Now extrapolating in line with how Sun servers around year 2000 cost a fortune and can be emulated by a 5$ VPS today, Apple is seeing that they can maybe grab the local LLM workloads if they act now with their integrated chip development.
But to grab that, they need developers to rely less on CUDA via Python or have other proper hardware support for those environments, and that won't happen without the hardware being there first and the machines being able to be built with enough memory (refreshing to see Apple support 128gb even if it'll probably bleed you dry).

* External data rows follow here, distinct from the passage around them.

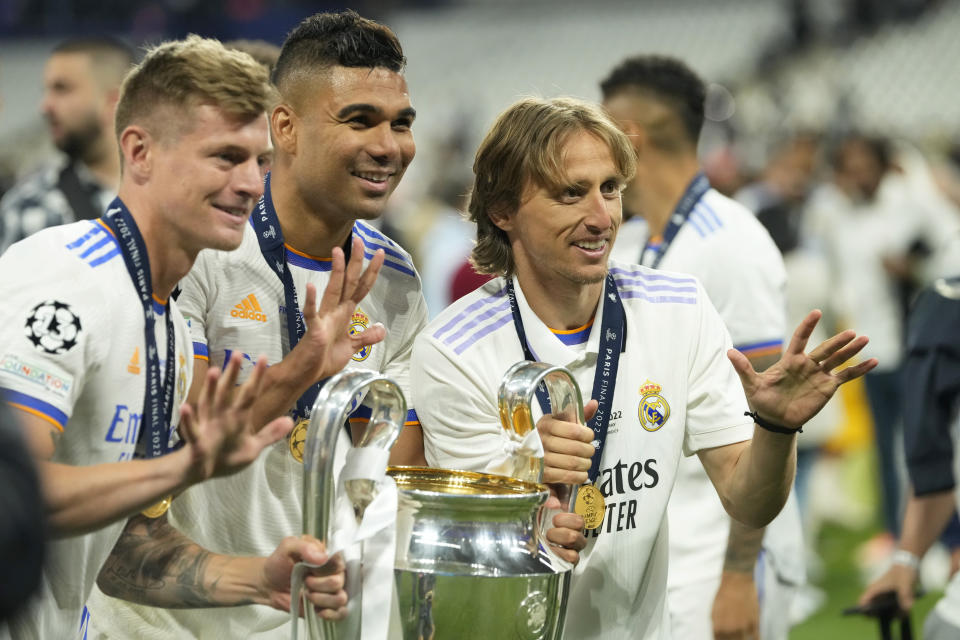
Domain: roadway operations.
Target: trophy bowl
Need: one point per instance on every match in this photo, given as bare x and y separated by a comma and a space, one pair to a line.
470, 561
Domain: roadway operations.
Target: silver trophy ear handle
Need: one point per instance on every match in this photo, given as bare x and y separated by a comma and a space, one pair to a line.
333, 405
515, 397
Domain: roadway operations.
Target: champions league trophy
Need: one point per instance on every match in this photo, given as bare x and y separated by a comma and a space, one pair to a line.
471, 559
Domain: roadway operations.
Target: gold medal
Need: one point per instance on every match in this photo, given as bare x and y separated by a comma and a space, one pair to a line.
298, 438
158, 509
590, 505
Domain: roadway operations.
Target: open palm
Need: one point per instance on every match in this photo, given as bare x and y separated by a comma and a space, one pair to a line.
795, 388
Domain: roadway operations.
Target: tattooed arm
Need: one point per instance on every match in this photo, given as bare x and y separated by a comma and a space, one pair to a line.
154, 564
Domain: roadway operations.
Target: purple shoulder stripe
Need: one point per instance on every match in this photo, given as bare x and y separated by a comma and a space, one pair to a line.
460, 317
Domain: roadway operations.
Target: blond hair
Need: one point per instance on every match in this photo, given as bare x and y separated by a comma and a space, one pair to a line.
185, 73
525, 146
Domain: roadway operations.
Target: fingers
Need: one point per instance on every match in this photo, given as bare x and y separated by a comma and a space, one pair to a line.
798, 343
741, 364
851, 373
829, 362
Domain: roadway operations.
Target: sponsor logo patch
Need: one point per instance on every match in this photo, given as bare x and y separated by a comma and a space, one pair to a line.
58, 385
249, 308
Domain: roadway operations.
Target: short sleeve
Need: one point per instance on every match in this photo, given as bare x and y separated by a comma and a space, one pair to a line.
195, 290
457, 408
48, 332
715, 400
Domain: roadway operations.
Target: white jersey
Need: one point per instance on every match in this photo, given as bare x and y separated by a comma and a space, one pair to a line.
72, 351
234, 302
675, 357
725, 246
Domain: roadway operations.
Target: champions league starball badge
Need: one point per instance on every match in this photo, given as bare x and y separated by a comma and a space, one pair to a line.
654, 410
52, 327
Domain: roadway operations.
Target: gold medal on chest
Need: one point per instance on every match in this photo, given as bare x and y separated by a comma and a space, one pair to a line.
590, 505
298, 439
158, 508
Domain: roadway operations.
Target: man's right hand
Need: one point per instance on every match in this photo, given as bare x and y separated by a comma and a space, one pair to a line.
567, 448
900, 579
221, 434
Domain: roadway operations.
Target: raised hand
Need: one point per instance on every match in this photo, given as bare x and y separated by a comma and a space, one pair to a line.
221, 435
327, 346
794, 389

Torch mlp support on my local macbook outperforms CUDA T4 on Colab.
Except CUDA feels really cozy, because like Microsoft, NVidia understands the Developers, Developers, Developers mantra.
People always overlook that CUDA is a polyglot ecosystem, the IDE and graphical debugging experience where one can even single step on GPU code, the libraries ecosystem.
And as of last year, NVidia has started to take Python seriously and now with cuTile based JIT, it is possible to write CUDA kernels in pure Python, not having Python generate C++ code that other tools than ingest.
They are getting ahead of Modular, with Python.
I feel like the push by devs towards Metal compatibility has been 10x than AMD. I assume that's because the majority of us run MacBooks.